Recent polls in Utah show that the libertarian Johnson is pulling votes away from the GOP candidate, after all. According to a SurveyUSA poll reported on by The Washington Post, Trump and Clinton remained tied with 35 percent of the vote in polls with Johnson earning 13 percent.
“And, indeed, if there's a state that might be the most inviting to a third-party candidacy, it would be Utah. Utah and Idaho — the two states with the highest Mormon populations — were among Ross Perot's best in 1992, each giving him 27 percent of the vote. Perot even outpolled Bill Clinton in Utah,” The Washington Post reported.

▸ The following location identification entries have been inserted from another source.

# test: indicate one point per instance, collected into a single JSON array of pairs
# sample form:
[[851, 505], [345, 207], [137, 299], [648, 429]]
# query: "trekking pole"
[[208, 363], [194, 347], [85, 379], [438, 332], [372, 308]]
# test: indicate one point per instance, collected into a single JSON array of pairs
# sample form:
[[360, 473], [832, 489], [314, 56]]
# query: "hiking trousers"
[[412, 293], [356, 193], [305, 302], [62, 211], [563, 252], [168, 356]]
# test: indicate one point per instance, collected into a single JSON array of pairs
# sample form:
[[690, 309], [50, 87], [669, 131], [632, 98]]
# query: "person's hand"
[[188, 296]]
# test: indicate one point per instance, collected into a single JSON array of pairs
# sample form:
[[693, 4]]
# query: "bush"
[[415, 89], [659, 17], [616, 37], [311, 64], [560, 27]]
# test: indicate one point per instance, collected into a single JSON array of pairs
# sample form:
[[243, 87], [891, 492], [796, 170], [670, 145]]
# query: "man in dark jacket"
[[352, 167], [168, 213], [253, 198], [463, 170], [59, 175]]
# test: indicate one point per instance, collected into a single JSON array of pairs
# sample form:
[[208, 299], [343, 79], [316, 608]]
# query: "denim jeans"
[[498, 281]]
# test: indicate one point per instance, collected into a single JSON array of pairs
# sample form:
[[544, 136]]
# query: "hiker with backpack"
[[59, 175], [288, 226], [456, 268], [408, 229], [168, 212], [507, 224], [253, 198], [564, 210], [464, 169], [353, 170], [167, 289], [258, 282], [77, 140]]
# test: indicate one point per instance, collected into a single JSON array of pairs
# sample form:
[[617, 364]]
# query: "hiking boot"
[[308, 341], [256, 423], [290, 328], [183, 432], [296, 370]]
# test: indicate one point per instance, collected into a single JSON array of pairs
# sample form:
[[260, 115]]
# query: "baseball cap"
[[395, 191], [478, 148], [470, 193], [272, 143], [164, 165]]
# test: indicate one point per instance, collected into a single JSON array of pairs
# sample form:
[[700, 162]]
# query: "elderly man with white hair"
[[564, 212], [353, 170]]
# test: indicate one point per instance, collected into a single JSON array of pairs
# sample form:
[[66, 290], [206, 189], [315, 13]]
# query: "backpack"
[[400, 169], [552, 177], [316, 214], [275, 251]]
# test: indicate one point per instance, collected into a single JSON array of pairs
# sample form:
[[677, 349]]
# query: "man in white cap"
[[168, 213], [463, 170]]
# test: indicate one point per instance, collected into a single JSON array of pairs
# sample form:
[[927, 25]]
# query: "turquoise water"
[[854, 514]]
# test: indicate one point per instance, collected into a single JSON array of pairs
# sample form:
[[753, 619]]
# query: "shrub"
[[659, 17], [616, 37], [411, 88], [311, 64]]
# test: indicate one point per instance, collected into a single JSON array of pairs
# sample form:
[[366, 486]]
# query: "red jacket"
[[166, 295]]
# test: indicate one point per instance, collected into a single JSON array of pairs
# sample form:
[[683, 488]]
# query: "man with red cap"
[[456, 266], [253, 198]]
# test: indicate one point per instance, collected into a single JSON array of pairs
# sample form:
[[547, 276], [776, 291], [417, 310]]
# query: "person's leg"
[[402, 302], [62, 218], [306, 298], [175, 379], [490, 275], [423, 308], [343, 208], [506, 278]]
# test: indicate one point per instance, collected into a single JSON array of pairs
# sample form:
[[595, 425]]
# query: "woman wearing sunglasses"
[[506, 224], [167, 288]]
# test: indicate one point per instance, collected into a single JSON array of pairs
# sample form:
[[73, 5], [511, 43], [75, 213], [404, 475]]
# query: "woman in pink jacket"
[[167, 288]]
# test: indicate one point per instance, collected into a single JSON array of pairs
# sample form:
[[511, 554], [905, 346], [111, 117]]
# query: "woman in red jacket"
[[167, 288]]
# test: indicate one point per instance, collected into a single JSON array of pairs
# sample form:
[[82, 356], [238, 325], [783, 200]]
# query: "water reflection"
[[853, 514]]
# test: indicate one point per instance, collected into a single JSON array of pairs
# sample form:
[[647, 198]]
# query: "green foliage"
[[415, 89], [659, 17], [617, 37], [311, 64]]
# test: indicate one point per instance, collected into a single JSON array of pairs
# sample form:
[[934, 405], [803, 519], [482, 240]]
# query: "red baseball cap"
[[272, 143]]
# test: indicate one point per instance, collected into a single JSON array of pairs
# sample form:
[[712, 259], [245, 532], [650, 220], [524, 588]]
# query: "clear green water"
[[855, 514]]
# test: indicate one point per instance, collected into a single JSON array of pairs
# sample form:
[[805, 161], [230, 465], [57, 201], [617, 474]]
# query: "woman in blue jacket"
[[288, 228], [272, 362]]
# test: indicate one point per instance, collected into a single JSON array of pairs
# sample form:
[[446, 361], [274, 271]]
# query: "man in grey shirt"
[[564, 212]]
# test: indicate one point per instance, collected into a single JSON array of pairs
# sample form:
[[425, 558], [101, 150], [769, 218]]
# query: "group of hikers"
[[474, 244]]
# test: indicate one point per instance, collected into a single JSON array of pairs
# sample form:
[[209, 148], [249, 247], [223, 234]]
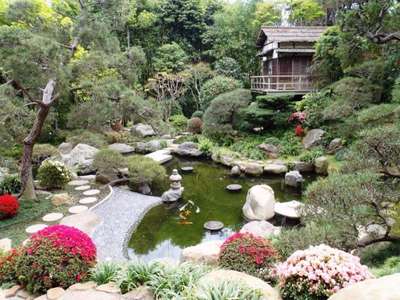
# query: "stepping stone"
[[91, 192], [88, 200], [78, 182], [52, 217], [35, 228], [82, 188], [77, 209], [187, 169], [234, 187], [213, 225]]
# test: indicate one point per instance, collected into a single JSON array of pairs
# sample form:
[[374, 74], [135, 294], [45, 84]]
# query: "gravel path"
[[120, 215]]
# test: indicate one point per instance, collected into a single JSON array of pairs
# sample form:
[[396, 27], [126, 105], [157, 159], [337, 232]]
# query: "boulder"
[[187, 149], [121, 148], [335, 145], [251, 167], [220, 276], [260, 202], [261, 228], [271, 150], [275, 168], [303, 167], [313, 138], [206, 252], [62, 199], [143, 130], [293, 179], [235, 171], [384, 288], [321, 165], [86, 221], [65, 148], [81, 158]]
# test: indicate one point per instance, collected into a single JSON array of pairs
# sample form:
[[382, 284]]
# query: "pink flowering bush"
[[55, 256], [318, 272]]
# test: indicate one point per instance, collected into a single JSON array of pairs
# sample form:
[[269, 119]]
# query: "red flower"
[[9, 206]]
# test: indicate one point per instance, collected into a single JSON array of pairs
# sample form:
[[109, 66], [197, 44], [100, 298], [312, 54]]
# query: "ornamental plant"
[[9, 206], [247, 253], [53, 174], [318, 272], [58, 255]]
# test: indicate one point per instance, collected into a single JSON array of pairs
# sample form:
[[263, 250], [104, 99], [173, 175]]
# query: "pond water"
[[163, 233]]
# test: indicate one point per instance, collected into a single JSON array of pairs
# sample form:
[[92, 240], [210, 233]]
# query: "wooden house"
[[286, 55]]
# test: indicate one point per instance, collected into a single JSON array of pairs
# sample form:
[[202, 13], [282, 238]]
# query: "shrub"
[[11, 184], [105, 272], [179, 122], [144, 170], [43, 151], [198, 114], [87, 137], [223, 118], [58, 255], [318, 272], [244, 252], [228, 67], [217, 86], [108, 161], [195, 125], [53, 174], [9, 206]]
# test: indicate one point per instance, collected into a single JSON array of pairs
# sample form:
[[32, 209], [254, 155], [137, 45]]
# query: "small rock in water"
[[213, 225], [234, 187]]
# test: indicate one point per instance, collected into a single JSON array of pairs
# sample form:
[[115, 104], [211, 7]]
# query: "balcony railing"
[[281, 83]]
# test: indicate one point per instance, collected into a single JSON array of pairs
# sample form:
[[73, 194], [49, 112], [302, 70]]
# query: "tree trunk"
[[28, 189]]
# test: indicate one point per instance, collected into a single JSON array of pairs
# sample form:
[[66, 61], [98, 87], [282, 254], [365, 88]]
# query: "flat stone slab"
[[160, 156], [52, 217], [82, 188], [88, 200], [91, 192], [119, 215], [234, 187], [213, 225], [290, 209], [78, 182], [35, 228], [78, 209]]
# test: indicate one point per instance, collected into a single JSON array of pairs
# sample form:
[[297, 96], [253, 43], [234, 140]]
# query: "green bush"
[[253, 255], [42, 152], [223, 117], [86, 137], [216, 86], [179, 122], [11, 184], [107, 161], [144, 170], [53, 174]]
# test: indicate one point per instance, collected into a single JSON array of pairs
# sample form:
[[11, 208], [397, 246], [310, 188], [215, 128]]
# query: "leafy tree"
[[170, 58]]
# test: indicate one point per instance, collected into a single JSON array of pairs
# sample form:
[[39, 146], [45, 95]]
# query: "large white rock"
[[384, 288], [143, 130], [81, 158], [260, 203], [219, 276], [261, 228], [207, 252]]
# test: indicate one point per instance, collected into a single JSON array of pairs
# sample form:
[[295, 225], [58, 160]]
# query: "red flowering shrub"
[[9, 206], [244, 252], [55, 256]]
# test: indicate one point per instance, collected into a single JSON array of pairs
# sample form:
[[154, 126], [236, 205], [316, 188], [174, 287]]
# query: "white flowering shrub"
[[53, 174], [318, 272]]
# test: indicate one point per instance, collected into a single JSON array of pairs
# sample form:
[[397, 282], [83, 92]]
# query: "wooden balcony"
[[296, 84]]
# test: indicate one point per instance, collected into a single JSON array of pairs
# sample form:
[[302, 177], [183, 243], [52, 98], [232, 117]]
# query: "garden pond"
[[166, 229]]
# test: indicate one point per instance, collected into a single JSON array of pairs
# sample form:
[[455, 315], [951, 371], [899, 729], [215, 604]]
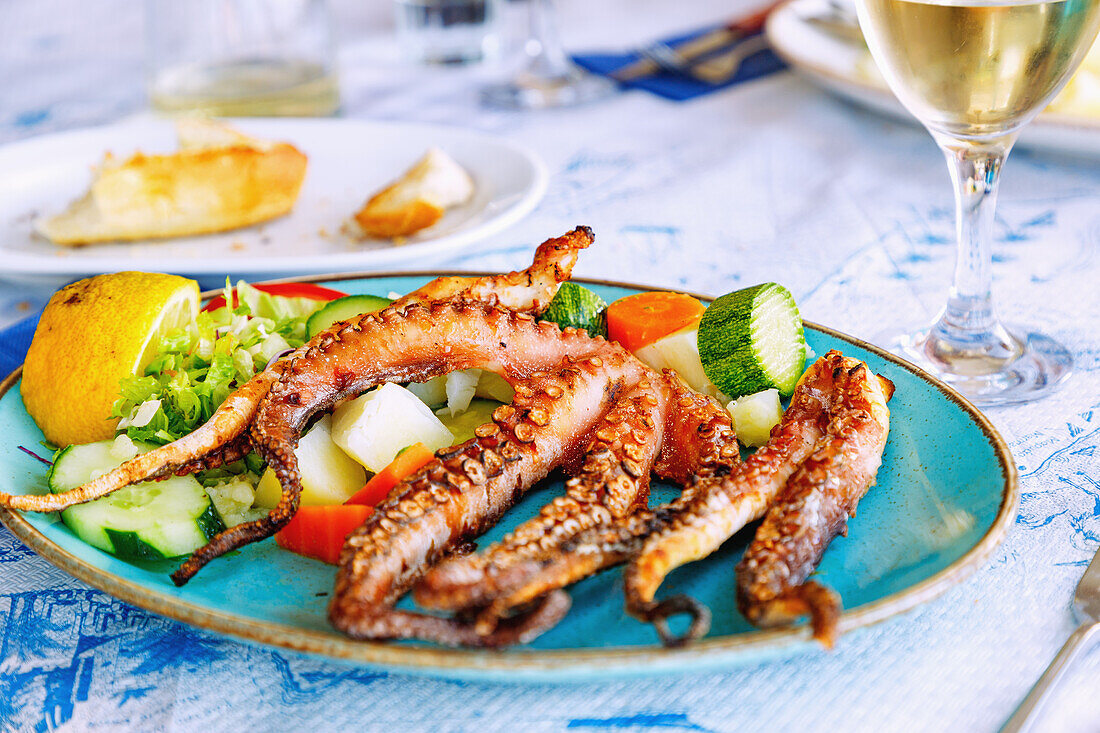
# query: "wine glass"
[[548, 77], [974, 73]]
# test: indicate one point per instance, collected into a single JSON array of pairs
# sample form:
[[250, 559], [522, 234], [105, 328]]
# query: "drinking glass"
[[241, 57], [548, 77], [974, 73], [448, 32]]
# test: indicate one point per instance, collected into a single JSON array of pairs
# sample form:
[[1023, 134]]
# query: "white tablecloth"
[[769, 181]]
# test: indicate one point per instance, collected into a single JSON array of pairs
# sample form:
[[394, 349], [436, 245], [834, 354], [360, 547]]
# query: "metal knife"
[[700, 46], [1087, 605]]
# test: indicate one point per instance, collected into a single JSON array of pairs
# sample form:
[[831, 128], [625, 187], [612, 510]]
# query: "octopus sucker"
[[713, 506], [612, 481], [813, 507], [393, 548], [699, 440]]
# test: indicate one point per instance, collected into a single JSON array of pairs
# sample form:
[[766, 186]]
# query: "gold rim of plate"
[[707, 652]]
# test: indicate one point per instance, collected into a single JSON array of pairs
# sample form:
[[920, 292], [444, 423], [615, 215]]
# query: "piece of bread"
[[418, 198], [219, 179]]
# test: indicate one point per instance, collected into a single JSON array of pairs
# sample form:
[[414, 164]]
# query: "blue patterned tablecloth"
[[768, 181]]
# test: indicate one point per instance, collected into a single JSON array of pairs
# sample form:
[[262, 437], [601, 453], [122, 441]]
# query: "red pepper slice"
[[285, 290]]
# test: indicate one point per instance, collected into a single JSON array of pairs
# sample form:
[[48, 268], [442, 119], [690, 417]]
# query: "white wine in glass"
[[974, 74]]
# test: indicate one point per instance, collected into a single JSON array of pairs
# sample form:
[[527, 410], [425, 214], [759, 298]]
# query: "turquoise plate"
[[945, 496]]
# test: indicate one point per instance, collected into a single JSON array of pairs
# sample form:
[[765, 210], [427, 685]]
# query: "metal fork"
[[724, 66], [1087, 605]]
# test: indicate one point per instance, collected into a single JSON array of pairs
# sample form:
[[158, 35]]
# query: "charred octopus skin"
[[835, 427], [464, 492], [814, 507], [664, 427]]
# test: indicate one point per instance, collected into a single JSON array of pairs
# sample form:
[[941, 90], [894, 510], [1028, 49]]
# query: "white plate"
[[838, 64], [349, 160]]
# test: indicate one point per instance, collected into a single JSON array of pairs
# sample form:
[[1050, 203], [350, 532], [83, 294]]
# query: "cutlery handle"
[[1022, 720]]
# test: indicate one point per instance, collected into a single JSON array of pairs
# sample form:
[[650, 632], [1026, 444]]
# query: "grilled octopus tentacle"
[[613, 481], [699, 440], [813, 509], [719, 506], [396, 346], [711, 509], [464, 492], [527, 291]]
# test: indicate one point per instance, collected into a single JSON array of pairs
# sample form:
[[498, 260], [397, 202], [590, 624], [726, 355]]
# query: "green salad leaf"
[[199, 364]]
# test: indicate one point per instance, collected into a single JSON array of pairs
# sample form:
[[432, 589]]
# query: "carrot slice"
[[319, 532], [638, 320], [407, 461]]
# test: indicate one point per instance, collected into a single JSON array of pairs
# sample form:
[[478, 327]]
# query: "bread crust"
[[191, 192]]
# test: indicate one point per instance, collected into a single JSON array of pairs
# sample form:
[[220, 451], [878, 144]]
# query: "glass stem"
[[968, 326]]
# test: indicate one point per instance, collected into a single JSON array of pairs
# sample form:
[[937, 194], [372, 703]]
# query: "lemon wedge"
[[91, 335]]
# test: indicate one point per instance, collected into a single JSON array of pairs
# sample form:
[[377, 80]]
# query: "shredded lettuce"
[[199, 364]]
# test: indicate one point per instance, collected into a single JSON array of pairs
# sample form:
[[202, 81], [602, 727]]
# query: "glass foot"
[[1018, 367], [531, 91]]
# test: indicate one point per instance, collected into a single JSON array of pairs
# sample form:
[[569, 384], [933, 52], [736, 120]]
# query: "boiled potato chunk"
[[373, 427], [680, 352], [755, 415], [328, 474]]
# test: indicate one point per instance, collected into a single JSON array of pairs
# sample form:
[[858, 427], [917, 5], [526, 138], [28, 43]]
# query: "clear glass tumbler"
[[447, 31], [241, 57]]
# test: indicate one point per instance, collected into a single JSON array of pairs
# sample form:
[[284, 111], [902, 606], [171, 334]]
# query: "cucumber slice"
[[575, 306], [751, 340], [342, 309], [147, 521]]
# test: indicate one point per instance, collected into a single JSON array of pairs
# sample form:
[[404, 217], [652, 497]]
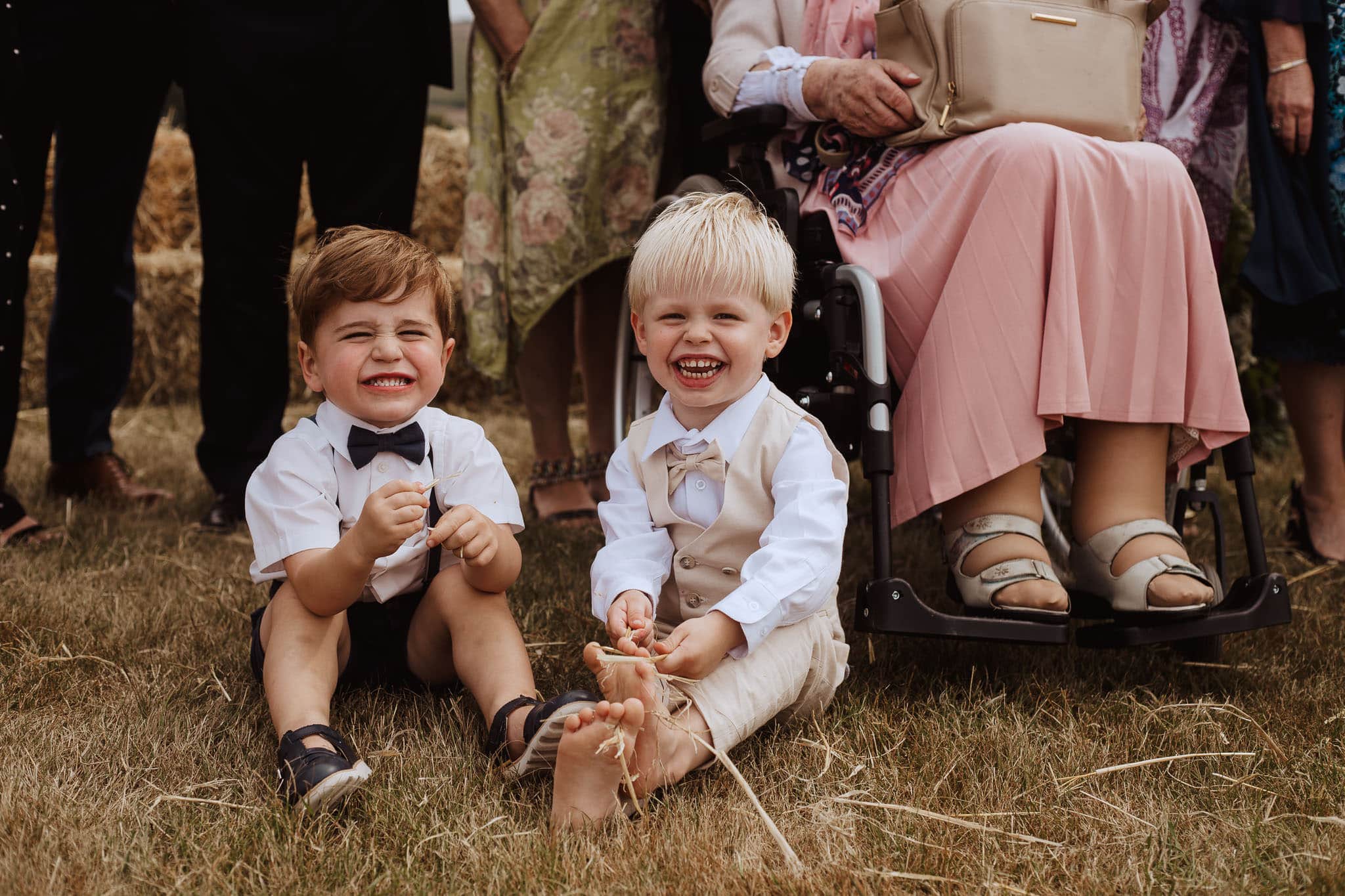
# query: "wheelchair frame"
[[857, 386]]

An endorsement from Romney, who’s always had Utah’s favor given he’s a member of The Church of Jesus Christ of Latter-day Saints and played such a prominent role in the 2002 Olympics, could increase those numbers. And given that Bernie Sanders, who polled really well in Utah during the caucus earlier this year (he grabbed 29 of Utah’s 37 Democratic delegates), will be campaigning in Utah in support of Clinton, Trump could lose this traditionally red state.
And as Politico reported, Trump’s presidential victory somewhat relies on him banking on all the traditionally red states.
“If he does pull off the election of the century, Trump’s path to 270 Electoral College votes will begin with 164 practically in the bank, from 21 solid-red states generally considered sure things for the Republican nominee,” according to Politico.
But if Utah were to go blue, which it hasn’t done since 1964, Trump would lose out on six of his electoral votes. Not a significant amount by any means, as this map from FiveThirtyEight shows, but it would force Trump to pick up a blue or swing state to climb closer to victory.
If Mitt Romney endorses Gary Johnson, Trump could realistically lose deep red Utah and have almost no path to 270.— Matt Murphy (@MattMurph24) July 28, 2016
Still, this may not be the way things turn out. As we reported last week, Utahns have slowly changed their tune when it comes to supporting Trump, which means the state may lean red when it comes to November. It helps Trump too that his running mate Mike Pence has been a huge religious freedom advocate, something that Utahns also endorse.
It also doesn’t look like Trump will have much of a problem here, either. FiveThirtyEight’s presidential forecast says Trump has a 92 percent chance of winning Utah’s six electoral votes.
And, even if Romney endorsed Johnson and hurt Trump’s chances in Utah, it may not matter come election day, since those who vote for Johnson actually help Trump nationally. The Huffington Post put together a data set that showed votes for Johnson hurt Clinton more than Trump. When people are asked to vote for Trump or Clinton nationally, Clinton has a slim lead.
But when people are asked to vote for either Clinton, Trump or Johnson, Clinton’s lead drops by 4 percent, whereas Trump’s drops just 3 percent, HuffPost reported.
Regardless of what happens in Utah, and how a potential Romney endorsement of Johnson could affect the Beehive State, many national eyes seem focused on the state, and will continue to be so until November.
“The state's aversion to both the Clintons and Trump provides a unique recipe for November, and there is perhaps no state in which Johnson has a better shot at really catching on,” The Washington Post reported. “Which is not to say that Trump is going to lose one of the most Republican states in the country — to either Clinton or Johnson. But it is to say that it's worth watching. The fact that Republicans in Utah so thoroughly dislike Trump is one of the stranger electoral dynamics we're likely to see in an election year already full of strange dynamics.”
Herb Scribner is a writer for Deseret Digital Media.